My Backup Story : Rsync.net
For years, I’ve been the self-appointed guardian of my family’s digital treasures, diligently backing up everything on trusty 128 GB SanDisk USBs. You name it, from family photos to important documents, it was all meticulously stored on those little drives. But here’s the kicker: I wanted a cloud solution, something that could offer the same level of security and accessibility without breaking the bank.
I scoured the internet for options, but to be honest, most cloud services were way out of my budget range. Sure, they boasted top-notch security, but they lacked the flexibility and affordability I needed. I mean, come on, a budget-conscious student like me couldn’t justify shelling out big bucks for a rigid, overpriced cloud service that didn’t quite fit the bill.
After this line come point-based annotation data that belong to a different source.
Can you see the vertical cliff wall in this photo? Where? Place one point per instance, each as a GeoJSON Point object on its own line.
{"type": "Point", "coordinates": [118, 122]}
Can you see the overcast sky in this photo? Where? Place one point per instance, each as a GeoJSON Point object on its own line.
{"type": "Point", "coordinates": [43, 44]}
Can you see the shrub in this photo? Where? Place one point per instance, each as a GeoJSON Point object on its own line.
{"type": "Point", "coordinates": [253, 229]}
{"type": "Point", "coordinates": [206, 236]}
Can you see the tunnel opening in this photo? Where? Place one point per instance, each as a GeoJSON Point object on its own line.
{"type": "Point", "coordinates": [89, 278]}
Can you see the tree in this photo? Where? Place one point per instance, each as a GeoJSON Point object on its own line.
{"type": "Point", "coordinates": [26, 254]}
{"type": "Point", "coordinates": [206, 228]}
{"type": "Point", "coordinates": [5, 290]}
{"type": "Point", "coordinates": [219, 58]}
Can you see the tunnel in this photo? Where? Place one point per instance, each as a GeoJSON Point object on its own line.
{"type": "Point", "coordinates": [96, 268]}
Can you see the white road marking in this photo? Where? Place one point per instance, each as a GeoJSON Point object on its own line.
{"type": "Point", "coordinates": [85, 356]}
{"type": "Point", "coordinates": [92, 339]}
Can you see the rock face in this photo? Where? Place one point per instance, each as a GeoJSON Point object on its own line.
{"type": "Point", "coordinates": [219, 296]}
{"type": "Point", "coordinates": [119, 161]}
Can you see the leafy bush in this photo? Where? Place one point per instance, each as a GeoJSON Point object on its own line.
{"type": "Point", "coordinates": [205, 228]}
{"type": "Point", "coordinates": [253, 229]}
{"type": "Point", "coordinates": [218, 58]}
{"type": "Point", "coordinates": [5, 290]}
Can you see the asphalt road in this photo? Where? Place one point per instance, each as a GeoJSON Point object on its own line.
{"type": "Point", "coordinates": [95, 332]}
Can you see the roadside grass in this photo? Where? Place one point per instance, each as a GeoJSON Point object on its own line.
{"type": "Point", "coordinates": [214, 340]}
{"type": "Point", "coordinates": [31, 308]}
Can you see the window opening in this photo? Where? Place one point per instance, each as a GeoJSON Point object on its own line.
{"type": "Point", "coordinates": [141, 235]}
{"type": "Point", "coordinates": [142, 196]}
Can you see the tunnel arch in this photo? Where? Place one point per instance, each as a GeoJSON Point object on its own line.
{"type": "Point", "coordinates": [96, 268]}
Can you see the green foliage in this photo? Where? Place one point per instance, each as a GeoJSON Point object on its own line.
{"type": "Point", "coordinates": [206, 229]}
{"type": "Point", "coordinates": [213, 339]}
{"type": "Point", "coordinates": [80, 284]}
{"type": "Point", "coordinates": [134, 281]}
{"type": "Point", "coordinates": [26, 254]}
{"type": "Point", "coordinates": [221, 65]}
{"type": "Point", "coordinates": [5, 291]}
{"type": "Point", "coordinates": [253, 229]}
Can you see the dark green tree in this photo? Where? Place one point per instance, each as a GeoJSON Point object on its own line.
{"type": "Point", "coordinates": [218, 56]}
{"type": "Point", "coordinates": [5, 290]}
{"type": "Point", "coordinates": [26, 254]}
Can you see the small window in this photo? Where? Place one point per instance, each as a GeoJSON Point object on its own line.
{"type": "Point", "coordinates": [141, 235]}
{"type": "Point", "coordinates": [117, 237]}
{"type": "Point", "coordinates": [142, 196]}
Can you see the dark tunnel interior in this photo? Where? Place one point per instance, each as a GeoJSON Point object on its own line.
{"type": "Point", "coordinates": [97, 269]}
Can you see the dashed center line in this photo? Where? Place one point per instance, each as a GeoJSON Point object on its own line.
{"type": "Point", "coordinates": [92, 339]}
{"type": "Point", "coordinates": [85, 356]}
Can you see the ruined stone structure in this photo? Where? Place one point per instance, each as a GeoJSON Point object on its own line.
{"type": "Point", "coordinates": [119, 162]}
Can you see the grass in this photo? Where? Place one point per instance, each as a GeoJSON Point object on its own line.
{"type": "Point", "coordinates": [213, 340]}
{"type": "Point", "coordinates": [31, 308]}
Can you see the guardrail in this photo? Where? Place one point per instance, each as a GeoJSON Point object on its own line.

It was like finding a hidden gem in a sea of overpriced clouds.
So basically, Rsync.net is a cloud storage service that stands out for its emphasis on privacy, data security, and flexibility. Essentially, it provides users with an empty UNIX filesystem accessible through various SSH tools, built on the reliable ZFS file system known for it’s fault tolerance. This platform allows users to execute a range of backup operations, including rsync, sftp, scp, borg, rclone, restic, and git-annex, making it a versatile and comprehensive solution for a wide array of backup needs.
Oh, and get this: I told them I was a broke student, and they totally hooked me up! They offered me a sweet educational discount rate of just 0.6 cents per GB, per month. Sure, I had to pay annually, but with a 250 GB minimum, it’s only 18 bucks a year. Talk about a steal! As a student, every penny counts, and this was simply awesome.
And they have a really quick support team. Most queries get resolved within minutes or max 24 hrs. When I was struggling with sluggish upload and download speeds, these legends didn’t waste a second. They set me up with test accounts all over the globe to figure out which spot had the smoothest routes to my place.